Monday, October 10, 2005

Day Fourteen - The Saga Continues...

I shall be switching over to DLETE in about 6 minutes. Mike will begin tuneup at 8 UT and then we will modulate at 08:10 UT. The pattern I chose basically swaps short bursts for longer on periods in 20/30/40 minute cycles. This provides several oppurtunities to decipher the heating effect in the D-layer by integrating over cycles without having too much variability in the ionosphere from the start to the end of the cycle. Well that is my intention.

So far the PAMS run has been a pretty good success. The increased electron density at ~6:15 UT has hung around and in fact has shown signs of long period quasi-periodicity. Thus I have managed to capture an example of both standard ULF and quasi-periodic precipitation in this campaign.

In addition since ~7:20 UT there has been a varying but generally consistent signature at about 68 km altitude in the electron density. This has all the hallmarks of being PMWE. It may hang around as we begin to heat which would be interesting. I wonder how much Mike Kosch might pay me for access to this data :-)

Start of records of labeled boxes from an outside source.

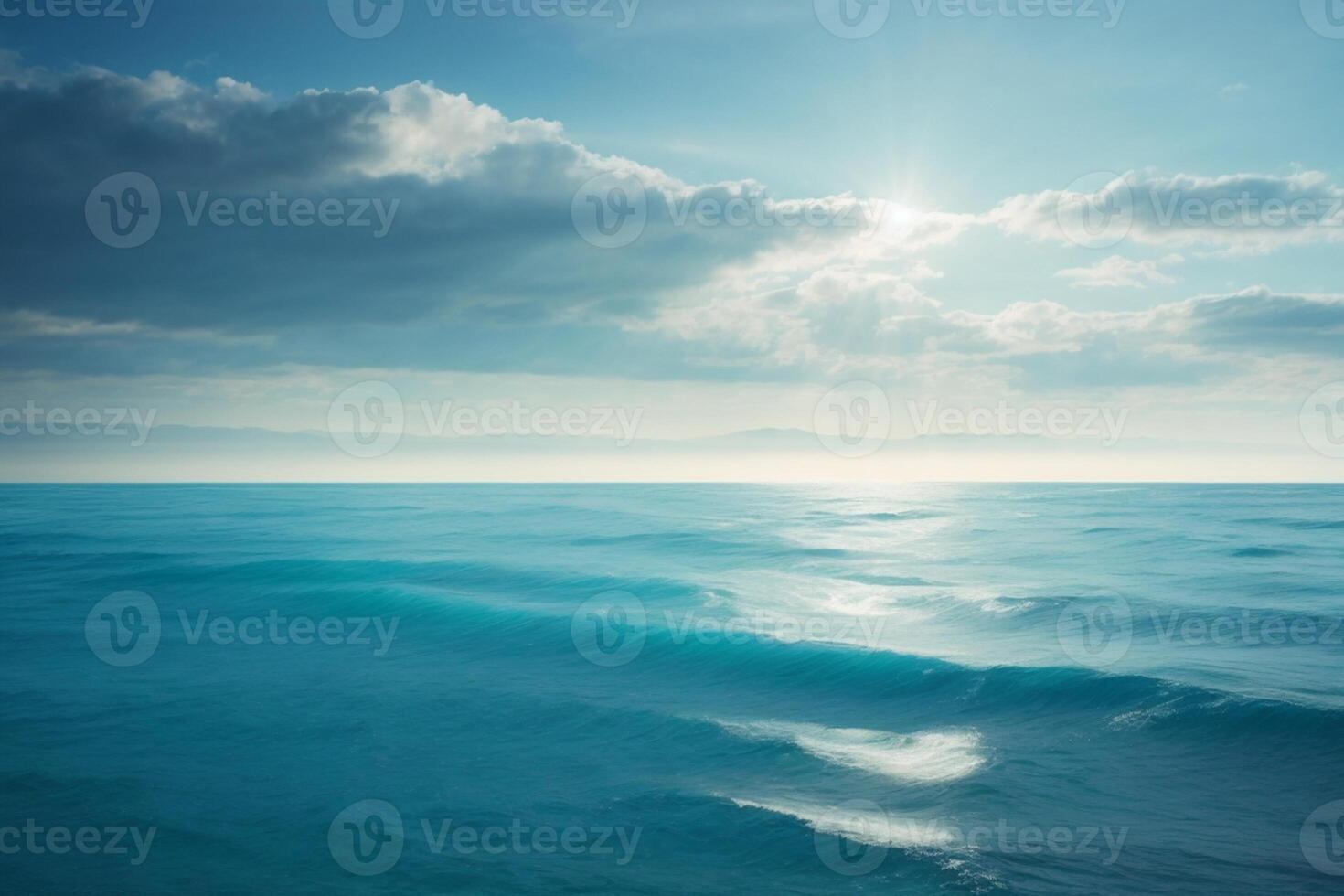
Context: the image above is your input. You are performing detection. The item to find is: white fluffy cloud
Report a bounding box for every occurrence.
[986,171,1344,252]
[1055,252,1186,289]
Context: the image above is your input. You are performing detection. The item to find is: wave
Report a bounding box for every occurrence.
[718,721,986,784]
[727,796,965,850]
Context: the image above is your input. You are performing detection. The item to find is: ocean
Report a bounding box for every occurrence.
[0,485,1344,896]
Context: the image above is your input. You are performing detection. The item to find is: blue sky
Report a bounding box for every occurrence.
[0,0,1344,478]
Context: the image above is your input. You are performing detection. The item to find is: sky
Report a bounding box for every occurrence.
[0,0,1344,481]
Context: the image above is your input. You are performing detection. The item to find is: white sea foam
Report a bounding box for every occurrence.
[730,796,965,849]
[719,721,986,784]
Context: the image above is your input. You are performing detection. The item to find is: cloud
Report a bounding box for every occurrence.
[986,171,1344,254]
[0,55,1344,411]
[1055,254,1186,289]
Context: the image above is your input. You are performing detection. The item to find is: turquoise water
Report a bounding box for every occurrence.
[0,485,1344,893]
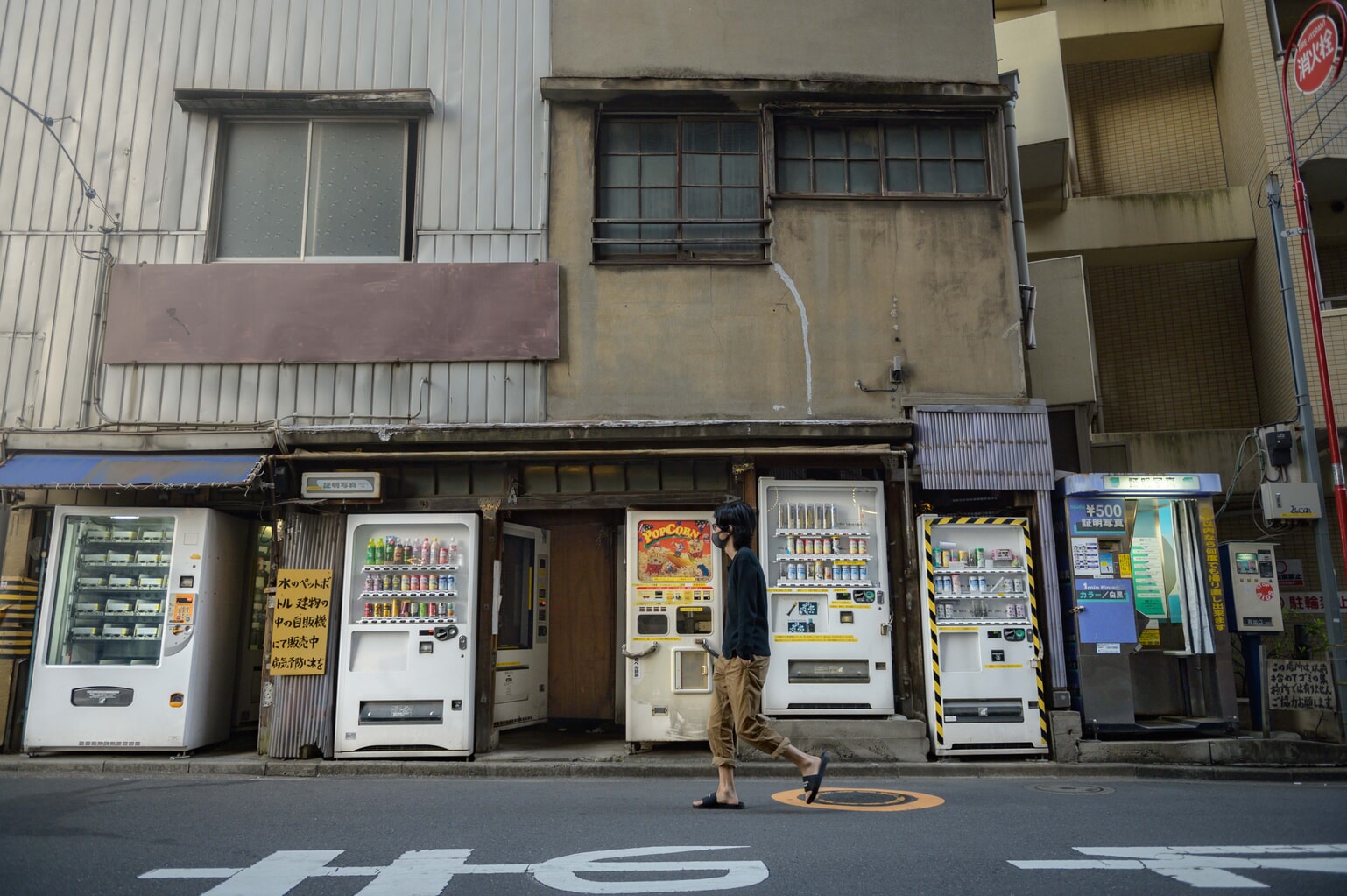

Although the data is good for PAMS I am happy to switch to DLETE. The increased D layer provides an excellent target plus the results of modelling by SGO indicates that the effect on absorption is very small (hence much integration). So as long as we analyse carefully we should be confident that any effects to EISCAT are solely in the spectral width and not in the electron density and are unlikely to appear in a time series beyond the noise. Thus this DLETE data will be good for PAMS studies also.

I think.


The PMWE might have disappeared, though it is hard to say as we got some very intense precipitation down to 65 km around 8 UT. DLETE modulation actually began at 08:15 UT after a slight cock-up between local and universal time.